Authorities announced late Friday that three detainees had been sent home to Saudi Arabia. The Justice Department said the trio will be subject to judicial review in Saudi Arabia before they participate in a "rehabilitation" program administered by the Saudi government.
Scare quotes theirs, not mine ...
The three men sent to Saudi Arabia are Khalid Saad Mohammed, Abdalaziz Kareem Salim Al Noofayaee, and Ahmed Zaid Salim Zuhair.

U.S. officials said they were close to a deal with Saudi Arabia and Yemen under which Saudi Arabia would take about 100 Yemeni detainees and place them in Saudi-run terrorist rehabilitation centers.
The officials, who spoke on condition of anonymity to discuss private diplomatic contacts, would not say how many Yemenis might be transferred or when the agreement might be finalized.

Negotiations on the fate of the Yemeni inmates have been under way for months, stalled over a Saudi demand that Yemeni President Ali Abdullah Saleh publicly endorse the proposal, the officials said. Saleh had refused to do so fearing a backlash among his people, the officials said, and, as of late last month, he preferred for Yemen to set up its own centers.

This week alone, the administration transferred 10 detainees out of Guantanamo. Two were sent to Chad and Iraq, one was brought to New York to stand trial in civilian court, four were sent to Bermuda and three to Saudi Arabia. And a deal in principle has been reached with the Pacific island nation of Palau to accept some others.

Besides detainees who might be freed, tried or turned over to foreign governments, there are still others — highly dangerous — who the administration says can be neither freed nor tried. These prisoners — "people who in effect remain at war with the United States," Obama has said — include detainees who may have received extensive al-Qaida training, commanded Taliban troops or sworn allegiance to Osama bin Laden.

Despite Gibbs' comments, a key House panel approved legislation Friday that would deny immigration benefits to any Guantanamo detainees who might be released in the U.S. after being brought here for trial. The bill, to be voted on soon by Congress, would be in effect until the end of the budget year at the end of September. Lawmakers could then extend the ban.
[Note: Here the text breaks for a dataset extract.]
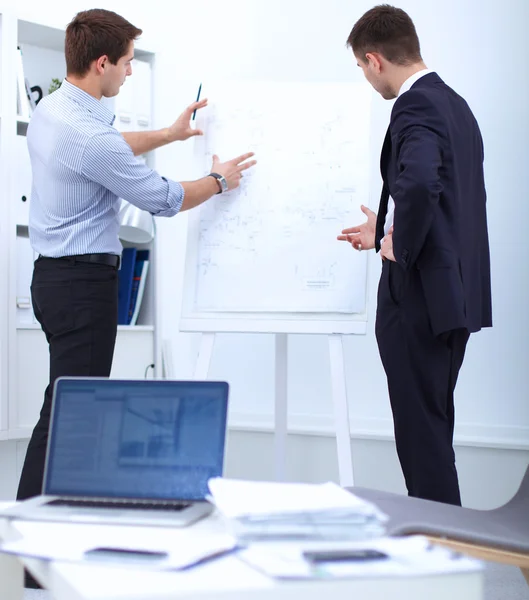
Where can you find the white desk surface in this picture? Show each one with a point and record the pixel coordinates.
(225, 578)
Adoption of the legislation would deal another blow to the administration, which was taken aback by the vehemence of the resistance to a tentative earlier plan to resettle some of the Uighurs in Virginia. Intense opposition from both Republicans and Democrats forced the Obama administration to shelve the resettlement plan after a particularly embarrassing setback for Obama in which the Democratic-led Congress stripped funding to close Guantanamo.

Determined to regain the upper hand, U.S. officials have been crisscrossing the globe in recent weeks to cajole other governments to take freed detainees. "The White House came to the realization that it's just too hard, that there were too many obstacles to this and is looking at other options," said one senior official.